Results: We constructed a database collecting all publicly available data of experimental chaperone interaction and dependency data for the Escherichia coli proteome, and enriched it with an extensive set of protein-specific as well as cell-context-dependent proteostatic parameters. Employing this new resource, we performed a comprehensive meta-analysis of the key determinants of chaperone interaction. Our study confirms that GroEL client proteins are biased toward insoluble proteins of low abundance, but for client proteins of the Trigger Factor/DnaK axis, we instead find that cellular parameters such as high protein abundance, translational efficiency and mRNA turnover are key determinants. We experimentally confirmed the finding that chaperone dependence is a function of translation rate and not protein-intrinsic parameters by tuning chaperone dependence of Green Fluorescent Protein (GFP) in E.coli by synonymous mutations only.

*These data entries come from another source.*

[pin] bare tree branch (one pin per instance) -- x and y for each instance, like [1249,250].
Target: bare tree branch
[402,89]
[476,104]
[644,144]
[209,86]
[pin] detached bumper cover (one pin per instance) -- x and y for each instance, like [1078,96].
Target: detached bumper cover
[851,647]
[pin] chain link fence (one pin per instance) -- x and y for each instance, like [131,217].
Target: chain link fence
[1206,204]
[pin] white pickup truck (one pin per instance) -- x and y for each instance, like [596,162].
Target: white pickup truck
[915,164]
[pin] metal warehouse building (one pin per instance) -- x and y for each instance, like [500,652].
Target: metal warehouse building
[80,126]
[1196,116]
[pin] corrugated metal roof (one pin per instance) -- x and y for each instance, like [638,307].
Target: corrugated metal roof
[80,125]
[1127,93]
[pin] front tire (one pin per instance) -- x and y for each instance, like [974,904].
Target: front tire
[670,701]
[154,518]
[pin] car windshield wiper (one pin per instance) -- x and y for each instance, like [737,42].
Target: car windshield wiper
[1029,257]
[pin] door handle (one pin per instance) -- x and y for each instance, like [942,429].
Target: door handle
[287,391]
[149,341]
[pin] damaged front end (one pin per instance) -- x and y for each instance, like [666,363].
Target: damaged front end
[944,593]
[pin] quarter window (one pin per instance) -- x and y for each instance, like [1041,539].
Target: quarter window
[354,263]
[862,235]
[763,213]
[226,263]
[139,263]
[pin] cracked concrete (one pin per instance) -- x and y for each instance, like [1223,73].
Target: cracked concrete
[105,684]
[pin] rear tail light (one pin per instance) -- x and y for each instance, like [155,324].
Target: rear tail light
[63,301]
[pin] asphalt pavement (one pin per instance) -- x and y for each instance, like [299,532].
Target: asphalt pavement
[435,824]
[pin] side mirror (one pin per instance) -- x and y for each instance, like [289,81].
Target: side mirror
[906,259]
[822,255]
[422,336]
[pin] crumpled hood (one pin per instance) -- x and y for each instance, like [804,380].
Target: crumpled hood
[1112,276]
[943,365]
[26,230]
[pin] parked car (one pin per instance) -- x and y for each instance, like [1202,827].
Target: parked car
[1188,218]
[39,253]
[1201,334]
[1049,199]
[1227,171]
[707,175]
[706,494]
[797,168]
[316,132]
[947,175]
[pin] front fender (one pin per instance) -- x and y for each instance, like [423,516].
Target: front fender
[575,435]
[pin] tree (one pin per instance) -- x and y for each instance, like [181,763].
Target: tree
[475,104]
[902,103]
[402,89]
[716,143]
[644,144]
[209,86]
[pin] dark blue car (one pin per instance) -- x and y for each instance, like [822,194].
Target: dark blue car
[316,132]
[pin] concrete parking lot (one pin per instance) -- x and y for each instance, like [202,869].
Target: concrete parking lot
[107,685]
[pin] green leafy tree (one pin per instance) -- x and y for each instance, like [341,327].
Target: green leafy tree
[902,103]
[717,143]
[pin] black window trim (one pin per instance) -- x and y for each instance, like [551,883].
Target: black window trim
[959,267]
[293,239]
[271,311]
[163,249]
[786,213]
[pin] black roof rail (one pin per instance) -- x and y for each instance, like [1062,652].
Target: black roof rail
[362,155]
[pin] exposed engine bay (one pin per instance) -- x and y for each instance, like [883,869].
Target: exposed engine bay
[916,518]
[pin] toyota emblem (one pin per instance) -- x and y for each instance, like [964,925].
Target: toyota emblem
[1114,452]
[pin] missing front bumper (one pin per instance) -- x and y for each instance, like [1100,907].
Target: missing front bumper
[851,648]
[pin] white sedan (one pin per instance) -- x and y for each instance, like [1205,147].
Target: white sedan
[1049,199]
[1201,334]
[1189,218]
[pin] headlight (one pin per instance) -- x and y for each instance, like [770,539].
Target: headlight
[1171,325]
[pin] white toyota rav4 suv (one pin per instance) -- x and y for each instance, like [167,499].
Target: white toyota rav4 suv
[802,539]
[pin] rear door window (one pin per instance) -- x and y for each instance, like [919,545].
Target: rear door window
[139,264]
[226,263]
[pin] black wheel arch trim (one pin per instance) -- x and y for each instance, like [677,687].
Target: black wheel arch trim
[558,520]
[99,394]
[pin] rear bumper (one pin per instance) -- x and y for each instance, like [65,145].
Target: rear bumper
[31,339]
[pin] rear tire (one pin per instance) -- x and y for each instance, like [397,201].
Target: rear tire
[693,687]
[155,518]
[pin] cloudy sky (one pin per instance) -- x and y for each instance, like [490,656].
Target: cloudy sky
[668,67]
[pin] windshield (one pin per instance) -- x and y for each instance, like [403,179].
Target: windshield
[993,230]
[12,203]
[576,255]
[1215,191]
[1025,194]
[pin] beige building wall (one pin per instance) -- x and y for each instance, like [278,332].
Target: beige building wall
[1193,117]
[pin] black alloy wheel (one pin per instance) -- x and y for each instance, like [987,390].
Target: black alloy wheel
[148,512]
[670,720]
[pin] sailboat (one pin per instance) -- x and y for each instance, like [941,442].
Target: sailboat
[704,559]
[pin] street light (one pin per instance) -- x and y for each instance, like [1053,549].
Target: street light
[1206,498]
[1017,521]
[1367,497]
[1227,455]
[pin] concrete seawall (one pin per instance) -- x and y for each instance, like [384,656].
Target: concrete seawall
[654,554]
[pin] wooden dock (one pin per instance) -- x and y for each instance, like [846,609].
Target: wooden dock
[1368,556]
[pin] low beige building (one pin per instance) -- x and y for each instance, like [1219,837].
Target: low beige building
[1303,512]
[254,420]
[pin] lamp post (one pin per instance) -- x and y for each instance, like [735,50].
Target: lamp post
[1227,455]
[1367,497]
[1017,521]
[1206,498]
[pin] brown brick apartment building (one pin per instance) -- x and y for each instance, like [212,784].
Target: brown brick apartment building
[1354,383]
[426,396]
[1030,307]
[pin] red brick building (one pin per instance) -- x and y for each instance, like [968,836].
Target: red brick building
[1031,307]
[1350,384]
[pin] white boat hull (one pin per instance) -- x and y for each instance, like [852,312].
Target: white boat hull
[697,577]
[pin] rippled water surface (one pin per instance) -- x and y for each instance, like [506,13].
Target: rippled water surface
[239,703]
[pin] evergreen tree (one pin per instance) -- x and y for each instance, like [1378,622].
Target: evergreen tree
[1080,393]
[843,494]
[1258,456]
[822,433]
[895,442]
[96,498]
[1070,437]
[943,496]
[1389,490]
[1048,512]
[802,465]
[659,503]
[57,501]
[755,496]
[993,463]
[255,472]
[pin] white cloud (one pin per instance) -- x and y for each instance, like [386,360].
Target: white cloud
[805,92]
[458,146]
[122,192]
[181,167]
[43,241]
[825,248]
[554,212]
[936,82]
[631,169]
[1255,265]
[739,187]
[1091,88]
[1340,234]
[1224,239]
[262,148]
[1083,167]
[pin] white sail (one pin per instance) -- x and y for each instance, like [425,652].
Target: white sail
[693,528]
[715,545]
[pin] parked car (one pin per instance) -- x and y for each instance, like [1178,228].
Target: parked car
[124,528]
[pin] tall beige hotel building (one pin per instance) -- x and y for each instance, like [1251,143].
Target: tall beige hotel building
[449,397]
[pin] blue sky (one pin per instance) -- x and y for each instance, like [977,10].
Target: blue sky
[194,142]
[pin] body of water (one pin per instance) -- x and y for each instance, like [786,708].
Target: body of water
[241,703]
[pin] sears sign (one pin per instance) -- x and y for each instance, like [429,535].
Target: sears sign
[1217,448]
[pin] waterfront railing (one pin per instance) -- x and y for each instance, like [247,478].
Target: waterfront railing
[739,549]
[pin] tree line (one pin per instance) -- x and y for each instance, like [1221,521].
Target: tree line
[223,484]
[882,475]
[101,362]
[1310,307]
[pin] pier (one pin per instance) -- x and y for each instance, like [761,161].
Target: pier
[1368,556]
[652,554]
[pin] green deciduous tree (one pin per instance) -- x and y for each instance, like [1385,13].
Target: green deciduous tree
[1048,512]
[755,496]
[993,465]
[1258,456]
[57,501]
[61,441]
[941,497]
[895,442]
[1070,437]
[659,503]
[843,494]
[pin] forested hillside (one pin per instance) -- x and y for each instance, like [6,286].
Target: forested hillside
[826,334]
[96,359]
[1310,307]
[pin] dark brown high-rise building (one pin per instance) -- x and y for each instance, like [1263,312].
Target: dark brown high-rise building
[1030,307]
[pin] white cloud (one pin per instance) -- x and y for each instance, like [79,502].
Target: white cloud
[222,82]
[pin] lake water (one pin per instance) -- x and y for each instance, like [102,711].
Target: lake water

The juxtaposition of both protein-intrinsic and cell-contextual chaperone triage mechanisms explains how the E.coli proteome achieves combining reliable production of abundant and conserved proteins, while also enabling the evolution of diverging metabolic functions.
Availability and implementation: The database will be made available via http://phdb.switchlab.org.
Supplementary information: Supplementary data are available at Bioinformatics online.
© The Author(s) 2019. Published by Oxford University Press.